It said it would reduce the frequency of its term repo operations to once per week, and its program to purchase bankers’ acceptances to bi-weekly operations.
World shares reached three-month highs as a closely watched survey of service sector activity in China recovered to preepidemic levels in May.
Commodity-based currencies, such as the Canadian dollar, “have tended to rally recently with just a better outlook of increased growth coming out of the lockdowns,” said Darcy Briggs, a portfolio manager at Franklin Templeton Canada.
The price of oil, one of Canada’s major exports, fell after touching its highest since March as doubts emerged about the timing and scale of a potential extension to the oil supply pact between major producers. U.S. crude oil futures fell 0.2 per cent to trade at $36.75 a barrel.
The Canadian dollar was trading 0.2 per cent higher at 1.3487 to the greenback, or 74.14 U.S. cents.

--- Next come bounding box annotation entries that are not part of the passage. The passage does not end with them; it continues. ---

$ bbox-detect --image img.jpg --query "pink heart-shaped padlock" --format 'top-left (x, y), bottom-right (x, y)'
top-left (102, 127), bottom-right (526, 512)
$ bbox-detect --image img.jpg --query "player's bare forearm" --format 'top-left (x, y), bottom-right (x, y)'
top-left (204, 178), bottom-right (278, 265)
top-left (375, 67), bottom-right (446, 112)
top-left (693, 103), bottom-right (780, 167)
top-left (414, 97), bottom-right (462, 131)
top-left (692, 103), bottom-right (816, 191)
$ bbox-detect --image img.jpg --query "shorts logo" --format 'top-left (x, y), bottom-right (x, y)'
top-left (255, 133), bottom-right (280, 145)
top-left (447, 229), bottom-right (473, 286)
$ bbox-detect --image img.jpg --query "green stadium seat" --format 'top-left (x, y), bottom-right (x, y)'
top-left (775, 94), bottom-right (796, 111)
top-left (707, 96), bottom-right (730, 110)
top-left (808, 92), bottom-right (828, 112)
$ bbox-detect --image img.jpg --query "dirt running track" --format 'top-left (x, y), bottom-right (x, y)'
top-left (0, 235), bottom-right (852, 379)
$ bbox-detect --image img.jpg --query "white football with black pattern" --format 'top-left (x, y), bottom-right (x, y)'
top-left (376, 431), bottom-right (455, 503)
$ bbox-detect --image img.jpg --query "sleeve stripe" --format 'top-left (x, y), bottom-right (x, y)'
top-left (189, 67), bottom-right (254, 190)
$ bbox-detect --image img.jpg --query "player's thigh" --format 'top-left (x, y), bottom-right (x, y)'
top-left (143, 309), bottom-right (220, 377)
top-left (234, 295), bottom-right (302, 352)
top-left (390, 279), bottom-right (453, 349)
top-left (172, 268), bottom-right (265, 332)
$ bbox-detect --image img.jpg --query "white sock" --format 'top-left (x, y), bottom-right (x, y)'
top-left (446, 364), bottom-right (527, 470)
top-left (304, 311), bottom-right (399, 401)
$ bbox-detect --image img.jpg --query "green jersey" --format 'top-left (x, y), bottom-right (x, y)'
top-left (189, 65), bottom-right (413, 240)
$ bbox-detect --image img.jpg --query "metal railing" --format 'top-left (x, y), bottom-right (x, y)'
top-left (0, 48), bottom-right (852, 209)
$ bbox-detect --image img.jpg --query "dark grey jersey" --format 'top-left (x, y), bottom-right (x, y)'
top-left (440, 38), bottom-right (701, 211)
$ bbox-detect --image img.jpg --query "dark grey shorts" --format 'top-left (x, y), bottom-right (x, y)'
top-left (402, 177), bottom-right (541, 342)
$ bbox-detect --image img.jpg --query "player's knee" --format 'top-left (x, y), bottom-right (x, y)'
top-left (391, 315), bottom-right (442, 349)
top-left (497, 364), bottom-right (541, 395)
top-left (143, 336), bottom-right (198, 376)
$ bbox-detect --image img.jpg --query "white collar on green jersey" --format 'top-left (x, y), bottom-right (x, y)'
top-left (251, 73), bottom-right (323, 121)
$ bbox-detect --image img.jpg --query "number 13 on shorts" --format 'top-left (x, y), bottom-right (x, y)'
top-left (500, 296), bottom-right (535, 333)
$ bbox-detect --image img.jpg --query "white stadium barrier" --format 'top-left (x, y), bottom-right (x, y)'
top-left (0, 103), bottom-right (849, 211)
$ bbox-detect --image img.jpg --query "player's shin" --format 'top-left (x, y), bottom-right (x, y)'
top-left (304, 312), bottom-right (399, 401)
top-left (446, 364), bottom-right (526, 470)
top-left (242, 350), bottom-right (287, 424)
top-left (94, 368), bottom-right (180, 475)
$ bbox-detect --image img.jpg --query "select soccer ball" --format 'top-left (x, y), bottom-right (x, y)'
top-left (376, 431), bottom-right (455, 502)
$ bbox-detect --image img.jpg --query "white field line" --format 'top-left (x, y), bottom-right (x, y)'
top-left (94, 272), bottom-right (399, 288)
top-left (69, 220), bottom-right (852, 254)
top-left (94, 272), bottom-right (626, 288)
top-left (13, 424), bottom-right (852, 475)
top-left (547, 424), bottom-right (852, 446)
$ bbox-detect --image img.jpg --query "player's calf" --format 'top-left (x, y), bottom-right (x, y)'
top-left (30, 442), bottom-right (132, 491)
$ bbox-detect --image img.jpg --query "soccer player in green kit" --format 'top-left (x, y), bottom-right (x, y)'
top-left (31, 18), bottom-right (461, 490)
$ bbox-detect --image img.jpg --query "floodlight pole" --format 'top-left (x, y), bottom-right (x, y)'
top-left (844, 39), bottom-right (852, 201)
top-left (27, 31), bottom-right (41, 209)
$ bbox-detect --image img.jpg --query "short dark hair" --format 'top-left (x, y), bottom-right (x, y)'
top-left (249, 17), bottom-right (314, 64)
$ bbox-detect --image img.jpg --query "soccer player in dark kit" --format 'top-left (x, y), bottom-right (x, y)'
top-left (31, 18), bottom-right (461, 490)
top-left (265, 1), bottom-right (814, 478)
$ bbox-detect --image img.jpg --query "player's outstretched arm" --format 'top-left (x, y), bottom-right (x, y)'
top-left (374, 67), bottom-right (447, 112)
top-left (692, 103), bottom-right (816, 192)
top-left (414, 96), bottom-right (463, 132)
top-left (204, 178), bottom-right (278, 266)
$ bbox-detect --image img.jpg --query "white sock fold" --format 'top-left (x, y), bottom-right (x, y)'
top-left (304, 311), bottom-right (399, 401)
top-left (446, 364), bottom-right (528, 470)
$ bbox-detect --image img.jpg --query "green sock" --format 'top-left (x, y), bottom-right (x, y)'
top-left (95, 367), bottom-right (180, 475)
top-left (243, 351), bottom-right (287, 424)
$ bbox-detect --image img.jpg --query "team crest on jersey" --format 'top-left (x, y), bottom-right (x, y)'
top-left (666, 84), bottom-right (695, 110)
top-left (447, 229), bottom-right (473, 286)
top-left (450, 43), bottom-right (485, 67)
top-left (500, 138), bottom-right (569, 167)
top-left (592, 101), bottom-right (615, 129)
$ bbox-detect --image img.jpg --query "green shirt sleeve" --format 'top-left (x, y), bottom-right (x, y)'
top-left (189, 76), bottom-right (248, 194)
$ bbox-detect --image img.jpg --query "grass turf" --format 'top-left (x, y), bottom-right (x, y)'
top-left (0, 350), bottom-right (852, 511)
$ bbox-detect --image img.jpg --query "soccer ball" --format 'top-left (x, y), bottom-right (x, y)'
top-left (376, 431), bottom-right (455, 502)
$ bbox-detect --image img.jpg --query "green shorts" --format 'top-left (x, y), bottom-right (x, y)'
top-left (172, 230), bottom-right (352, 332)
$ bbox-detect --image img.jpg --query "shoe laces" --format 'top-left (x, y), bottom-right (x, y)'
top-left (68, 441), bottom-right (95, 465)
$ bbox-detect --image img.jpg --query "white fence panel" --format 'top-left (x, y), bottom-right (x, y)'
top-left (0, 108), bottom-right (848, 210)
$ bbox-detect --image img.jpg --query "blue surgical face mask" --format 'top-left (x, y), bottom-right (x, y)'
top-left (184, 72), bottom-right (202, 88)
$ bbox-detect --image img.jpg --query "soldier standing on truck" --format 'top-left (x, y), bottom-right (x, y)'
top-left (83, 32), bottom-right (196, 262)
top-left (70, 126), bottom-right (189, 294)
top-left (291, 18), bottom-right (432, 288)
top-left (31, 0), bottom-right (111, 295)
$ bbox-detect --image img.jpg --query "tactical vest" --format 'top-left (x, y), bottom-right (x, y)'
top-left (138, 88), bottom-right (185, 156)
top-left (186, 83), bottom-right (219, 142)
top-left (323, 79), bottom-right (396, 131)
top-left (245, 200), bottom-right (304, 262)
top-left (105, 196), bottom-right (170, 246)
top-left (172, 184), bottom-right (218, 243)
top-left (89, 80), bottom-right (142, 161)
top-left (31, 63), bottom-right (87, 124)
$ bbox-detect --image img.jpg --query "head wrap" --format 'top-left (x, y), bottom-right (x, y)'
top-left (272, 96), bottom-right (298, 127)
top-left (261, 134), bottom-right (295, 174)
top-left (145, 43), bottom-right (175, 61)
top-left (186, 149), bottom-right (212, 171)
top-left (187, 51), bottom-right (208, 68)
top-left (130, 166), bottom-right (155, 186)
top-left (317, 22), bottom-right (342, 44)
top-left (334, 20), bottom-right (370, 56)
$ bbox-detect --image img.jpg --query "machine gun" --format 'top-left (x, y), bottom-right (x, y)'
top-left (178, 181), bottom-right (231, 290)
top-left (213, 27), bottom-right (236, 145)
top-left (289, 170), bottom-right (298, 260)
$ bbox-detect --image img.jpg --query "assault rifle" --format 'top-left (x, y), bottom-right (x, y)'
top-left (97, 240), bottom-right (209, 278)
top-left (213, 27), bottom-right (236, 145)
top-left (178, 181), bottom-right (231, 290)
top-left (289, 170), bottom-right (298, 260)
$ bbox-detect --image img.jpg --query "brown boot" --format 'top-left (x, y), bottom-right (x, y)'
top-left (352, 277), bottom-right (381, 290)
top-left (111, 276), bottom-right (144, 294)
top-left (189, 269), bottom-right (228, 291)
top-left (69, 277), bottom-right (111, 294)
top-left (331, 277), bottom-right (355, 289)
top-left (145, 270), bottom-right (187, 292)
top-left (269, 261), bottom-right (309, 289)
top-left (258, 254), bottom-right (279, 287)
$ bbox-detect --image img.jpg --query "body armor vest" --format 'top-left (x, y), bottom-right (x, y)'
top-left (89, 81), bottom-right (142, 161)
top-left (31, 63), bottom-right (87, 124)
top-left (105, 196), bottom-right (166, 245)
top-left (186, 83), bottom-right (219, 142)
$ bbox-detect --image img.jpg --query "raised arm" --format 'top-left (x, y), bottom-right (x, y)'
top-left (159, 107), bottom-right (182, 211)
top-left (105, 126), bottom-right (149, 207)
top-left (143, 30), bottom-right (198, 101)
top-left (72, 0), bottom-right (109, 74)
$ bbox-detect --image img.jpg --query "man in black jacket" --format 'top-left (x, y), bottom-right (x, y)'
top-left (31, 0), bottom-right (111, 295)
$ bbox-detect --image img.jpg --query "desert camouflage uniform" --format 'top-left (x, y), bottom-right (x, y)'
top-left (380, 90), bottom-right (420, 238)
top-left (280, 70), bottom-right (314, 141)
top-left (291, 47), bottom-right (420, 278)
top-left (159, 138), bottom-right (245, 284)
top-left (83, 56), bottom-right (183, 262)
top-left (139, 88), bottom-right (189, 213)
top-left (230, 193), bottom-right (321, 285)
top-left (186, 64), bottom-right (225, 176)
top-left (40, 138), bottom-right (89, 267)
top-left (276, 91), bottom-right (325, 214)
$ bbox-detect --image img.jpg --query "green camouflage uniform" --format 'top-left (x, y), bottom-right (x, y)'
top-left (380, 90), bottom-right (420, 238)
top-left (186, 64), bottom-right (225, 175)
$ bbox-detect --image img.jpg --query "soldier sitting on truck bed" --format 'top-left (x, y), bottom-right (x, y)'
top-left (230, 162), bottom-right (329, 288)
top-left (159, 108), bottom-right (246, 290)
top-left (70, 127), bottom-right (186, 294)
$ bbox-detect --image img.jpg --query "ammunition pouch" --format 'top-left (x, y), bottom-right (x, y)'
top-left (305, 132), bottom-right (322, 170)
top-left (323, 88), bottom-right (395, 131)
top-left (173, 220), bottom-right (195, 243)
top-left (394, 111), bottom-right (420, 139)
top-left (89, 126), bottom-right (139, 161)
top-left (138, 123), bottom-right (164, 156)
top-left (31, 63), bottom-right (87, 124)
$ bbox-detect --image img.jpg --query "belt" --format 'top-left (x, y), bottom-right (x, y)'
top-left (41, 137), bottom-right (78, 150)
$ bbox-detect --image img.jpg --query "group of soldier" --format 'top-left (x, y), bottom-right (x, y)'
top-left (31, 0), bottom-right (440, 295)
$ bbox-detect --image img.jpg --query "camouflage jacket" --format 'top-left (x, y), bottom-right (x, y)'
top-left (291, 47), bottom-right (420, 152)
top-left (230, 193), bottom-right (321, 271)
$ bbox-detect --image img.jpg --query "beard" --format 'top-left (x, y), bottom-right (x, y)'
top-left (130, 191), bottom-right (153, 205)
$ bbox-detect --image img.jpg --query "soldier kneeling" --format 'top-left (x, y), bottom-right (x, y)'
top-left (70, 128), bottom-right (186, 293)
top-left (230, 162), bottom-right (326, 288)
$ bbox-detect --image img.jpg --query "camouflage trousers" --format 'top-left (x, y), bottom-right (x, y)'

The currency touched its strongest intraday level since March 9 at 1.3476. It has rallied nearly 9 per cent since hitting a four-year low in March.
Canadian labour productivity rose 3.4 per cent in the first quarter, the largest quarterly increase recorded, as hours worked fell faster than business output, Statistics Canada said. Canada’s jobs report for May is due on Friday.
Canadian government bond yields rose across a steeper yield curve, with the 10-year yield up 6.6 basis points at 0.608 per cent.